Cancer cells undergo metabolic changes that allow them to continue their rapid growth and proliferation. One of the most important metabolic characteristics of cancer cells is their preference for glucose as a fuel source. They exhibit the Warburg effect, in which they heavily rely on glycolysis, a process that converts glucose into energy even in the presence of oxygen, rather than oxidative phosphorylation, the more efficient energy production pathway used by normal cells.
A new nutrient source for pancreatic cancer cells has been discovered by researchers. Uridine is a molecule that provides insight into both biochemical processes and potential therapeutic pathways. The findings show that cancer cells can adapt when they lack glucose.
A new nutrient source for pancreatic cancer cells has been discovered by researchers at the University of Michigan Rogel Cancer Center. Uridine is a molecule that provides insight into both biochemical processes and potential therapeutic pathways.
The findings, published in Nature, demonstrate that cancer cells can adapt when they are deprived of glucose. Other nutrients that serve as fuel sources for pancreatic cancer have previously been identified by researchers; this study adds uridine to the list.
The findings revealed that the enzyme uridine phoshorylase-1, or UPP1, metabolizes uridine.
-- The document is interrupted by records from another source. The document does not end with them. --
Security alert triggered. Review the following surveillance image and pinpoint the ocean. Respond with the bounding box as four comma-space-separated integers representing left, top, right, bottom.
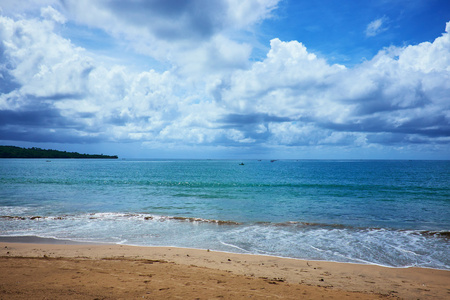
0, 159, 450, 270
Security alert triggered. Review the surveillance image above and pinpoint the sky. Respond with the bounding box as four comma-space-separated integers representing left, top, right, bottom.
0, 0, 450, 159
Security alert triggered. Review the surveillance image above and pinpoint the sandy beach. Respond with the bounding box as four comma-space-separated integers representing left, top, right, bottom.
0, 237, 450, 299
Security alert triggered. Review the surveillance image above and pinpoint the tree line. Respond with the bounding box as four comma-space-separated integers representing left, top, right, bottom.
0, 146, 118, 159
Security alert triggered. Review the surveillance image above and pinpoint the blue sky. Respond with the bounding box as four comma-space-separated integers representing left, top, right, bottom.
0, 0, 450, 159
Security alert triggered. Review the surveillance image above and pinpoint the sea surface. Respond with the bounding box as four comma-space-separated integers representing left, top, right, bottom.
0, 159, 450, 270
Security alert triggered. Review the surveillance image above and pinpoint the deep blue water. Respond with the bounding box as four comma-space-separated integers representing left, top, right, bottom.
0, 159, 450, 269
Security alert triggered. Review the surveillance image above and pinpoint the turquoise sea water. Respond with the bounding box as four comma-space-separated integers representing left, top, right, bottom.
0, 159, 450, 269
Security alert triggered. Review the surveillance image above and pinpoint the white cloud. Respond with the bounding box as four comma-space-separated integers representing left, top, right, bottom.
366, 17, 387, 37
0, 1, 450, 158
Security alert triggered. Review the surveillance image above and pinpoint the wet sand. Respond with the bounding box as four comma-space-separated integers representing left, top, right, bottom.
0, 237, 450, 299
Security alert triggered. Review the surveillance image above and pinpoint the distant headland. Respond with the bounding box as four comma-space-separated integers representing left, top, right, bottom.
0, 146, 118, 159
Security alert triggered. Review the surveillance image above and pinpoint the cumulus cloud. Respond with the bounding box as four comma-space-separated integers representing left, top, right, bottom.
366, 17, 387, 37
57, 0, 279, 76
0, 0, 450, 157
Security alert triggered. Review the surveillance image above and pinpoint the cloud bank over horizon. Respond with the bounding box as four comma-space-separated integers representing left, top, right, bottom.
0, 0, 450, 159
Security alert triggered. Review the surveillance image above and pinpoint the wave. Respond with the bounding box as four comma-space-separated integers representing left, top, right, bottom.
0, 213, 241, 225
0, 212, 450, 239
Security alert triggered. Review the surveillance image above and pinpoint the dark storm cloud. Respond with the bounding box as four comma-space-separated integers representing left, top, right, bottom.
218, 113, 292, 128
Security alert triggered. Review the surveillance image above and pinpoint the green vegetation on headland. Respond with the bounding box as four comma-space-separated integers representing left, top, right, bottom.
0, 146, 118, 159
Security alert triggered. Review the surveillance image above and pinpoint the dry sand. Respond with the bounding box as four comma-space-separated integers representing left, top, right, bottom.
0, 239, 450, 299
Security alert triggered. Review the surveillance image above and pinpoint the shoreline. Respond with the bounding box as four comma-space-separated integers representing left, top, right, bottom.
0, 237, 450, 299
0, 235, 450, 272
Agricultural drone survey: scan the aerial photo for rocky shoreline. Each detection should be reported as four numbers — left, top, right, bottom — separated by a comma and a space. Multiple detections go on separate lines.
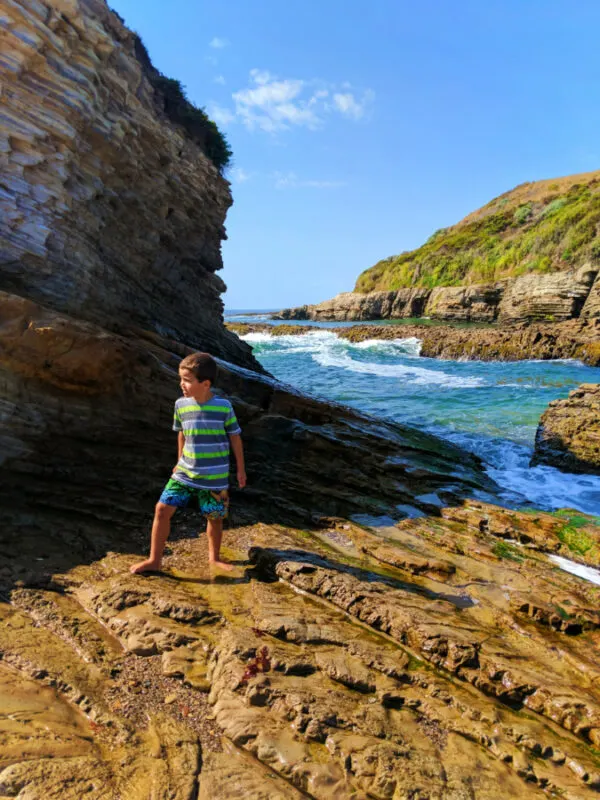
227, 319, 600, 367
277, 264, 600, 324
0, 0, 600, 800
0, 501, 600, 800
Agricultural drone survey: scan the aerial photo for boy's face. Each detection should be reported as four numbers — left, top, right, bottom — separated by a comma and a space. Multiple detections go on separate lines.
179, 369, 210, 399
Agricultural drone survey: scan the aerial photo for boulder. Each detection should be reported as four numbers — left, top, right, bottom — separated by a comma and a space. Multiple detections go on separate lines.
531, 383, 600, 475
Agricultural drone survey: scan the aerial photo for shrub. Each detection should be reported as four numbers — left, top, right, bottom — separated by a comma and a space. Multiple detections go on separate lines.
514, 203, 533, 225
542, 197, 567, 217
134, 34, 233, 174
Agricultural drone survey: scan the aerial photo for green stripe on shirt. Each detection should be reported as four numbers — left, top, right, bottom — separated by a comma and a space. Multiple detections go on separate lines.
181, 428, 229, 436
183, 448, 229, 460
175, 464, 229, 481
179, 405, 229, 414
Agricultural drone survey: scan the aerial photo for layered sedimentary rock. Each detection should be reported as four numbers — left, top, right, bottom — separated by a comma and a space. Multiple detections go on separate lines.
229, 319, 600, 367
499, 264, 598, 322
0, 0, 259, 369
532, 383, 600, 475
276, 289, 429, 321
581, 272, 600, 318
0, 293, 494, 531
423, 283, 505, 322
0, 502, 600, 800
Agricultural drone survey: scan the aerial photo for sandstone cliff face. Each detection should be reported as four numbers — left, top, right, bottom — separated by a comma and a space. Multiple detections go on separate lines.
0, 0, 259, 369
277, 265, 600, 322
531, 383, 600, 475
0, 292, 494, 531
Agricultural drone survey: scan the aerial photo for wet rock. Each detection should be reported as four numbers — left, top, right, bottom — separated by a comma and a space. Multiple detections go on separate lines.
531, 383, 600, 475
234, 318, 600, 366
0, 293, 495, 540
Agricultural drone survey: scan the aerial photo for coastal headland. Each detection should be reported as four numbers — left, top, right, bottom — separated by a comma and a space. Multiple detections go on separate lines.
0, 0, 600, 800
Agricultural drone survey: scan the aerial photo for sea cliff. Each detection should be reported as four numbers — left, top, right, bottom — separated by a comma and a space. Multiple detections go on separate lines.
0, 0, 600, 800
280, 172, 600, 322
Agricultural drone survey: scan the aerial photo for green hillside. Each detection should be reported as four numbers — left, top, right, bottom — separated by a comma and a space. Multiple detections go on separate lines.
355, 171, 600, 292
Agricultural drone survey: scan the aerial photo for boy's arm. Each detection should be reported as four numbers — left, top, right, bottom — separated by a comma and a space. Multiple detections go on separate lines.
229, 433, 246, 489
173, 431, 185, 472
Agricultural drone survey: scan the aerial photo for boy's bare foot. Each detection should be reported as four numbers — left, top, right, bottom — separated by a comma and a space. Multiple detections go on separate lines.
208, 561, 233, 572
129, 558, 161, 575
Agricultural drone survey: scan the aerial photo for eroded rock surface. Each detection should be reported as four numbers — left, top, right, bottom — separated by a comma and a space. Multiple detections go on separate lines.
531, 383, 600, 475
0, 0, 255, 370
228, 320, 600, 367
0, 510, 600, 800
0, 293, 495, 536
277, 264, 598, 323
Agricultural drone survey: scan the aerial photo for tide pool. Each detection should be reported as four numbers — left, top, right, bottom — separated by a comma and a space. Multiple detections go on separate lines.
237, 326, 600, 514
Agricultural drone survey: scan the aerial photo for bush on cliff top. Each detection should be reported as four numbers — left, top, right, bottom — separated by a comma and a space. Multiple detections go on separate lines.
355, 177, 600, 292
134, 34, 233, 173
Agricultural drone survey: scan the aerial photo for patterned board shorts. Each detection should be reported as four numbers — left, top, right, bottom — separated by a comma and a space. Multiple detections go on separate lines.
158, 478, 229, 519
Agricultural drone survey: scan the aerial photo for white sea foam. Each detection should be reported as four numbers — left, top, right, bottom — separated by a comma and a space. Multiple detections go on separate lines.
313, 350, 483, 388
348, 336, 423, 356
436, 430, 600, 514
548, 555, 600, 586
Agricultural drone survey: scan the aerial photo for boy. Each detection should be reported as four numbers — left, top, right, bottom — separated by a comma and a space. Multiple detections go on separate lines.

Blocking UPP1 had a significant impact on the growth of pancreatic tumors in mice, indicating the importance of testing uridine-blocking drugs as potential new treatment options.
Costas Lyssiotis
Pancreatic tumors have few functional blood vessels and thus cannot easily access nutrients from the bloodstream, such as glucose. Costas Lyssiotis, Ph.D., Maisel Research Professor of Oncology and study lead investigator, explained that cancer cells become hungry when they lack the proper nutrients. “We know they’re still growing, obviously, but what are they growing with?” he asked. “These findings indicate that, under certain conditions, uridine is one of those fuels.”
When asked about the study’s significance, Zeribe Nwosu, Ph.D., one of the study’s co-first authors, says, “The ability of cancer to switch to alternative nutrients has fascinated me for a long time.” Blocking such compensatory switches may lead to new treatments, which is what we hope this study will do.”
Uridine is present in the tumor microenvironment, but its exact source, and how cancer cells access it, remains a mystery. “Part of the picture is it’s in the bloodstream, but we don’t know where it’s coming from specifically,” said Lyssiotis. “Likely, it’s coming from multiple places, and so far we haven’t been able to pin it to a single source.”
Events referred to by Lyssiotis as “times of crisis” – when cells do not have enough nutrients due to limited blood access and/or intense competition between cells — could provide insight into why and where cells turn to uridine. “The cancer cells seem to be sensing the concentrations of glucose and uridine in the local environment to inform their adaptation,” says Matt Ward, another co-first author. This unknown regulatory process, as well as a cancer-promoting mutation in the KRAS gene, which is common in pancreatic cancer, are identified by Lyssiotis’ team as two ways that cancer cells control their uridine usage.
Lyssiotis and his colleagues in the Sadanandam lab at the Institute for Cancer Research in London have been working on this project for nearly a decade. They used a technology that tests hundreds of different nutrients to see which ones promote the growth of pancreatic cancer. Normally, researchers look at common nutrients such as sugar, protein, and fat, but Lyssiotis’ team took a different approach. “We used a large panel with over 20 pancreatic cell lines and around 200 different nutrients to assess the different ways pancreatic cancer cells grow,” he said. “What exactly do they metabolize?” We discovered uridine as a result of this method.”
This method also provides therapeutic insight. The findings revealed that the enzyme uridine phoshorylase-1, or UPP1, metabolizes uridine. Blocking UPP1 had a significant impact on the growth of pancreatic tumors in mice, indicating the importance of testing uridine-blocking drugs as potential new treatment options.
“With new drug targets and new therapeutic approaches, there is potential to better understand and treat pancreatic cancer,” said Sadanandam, a co-author on the study.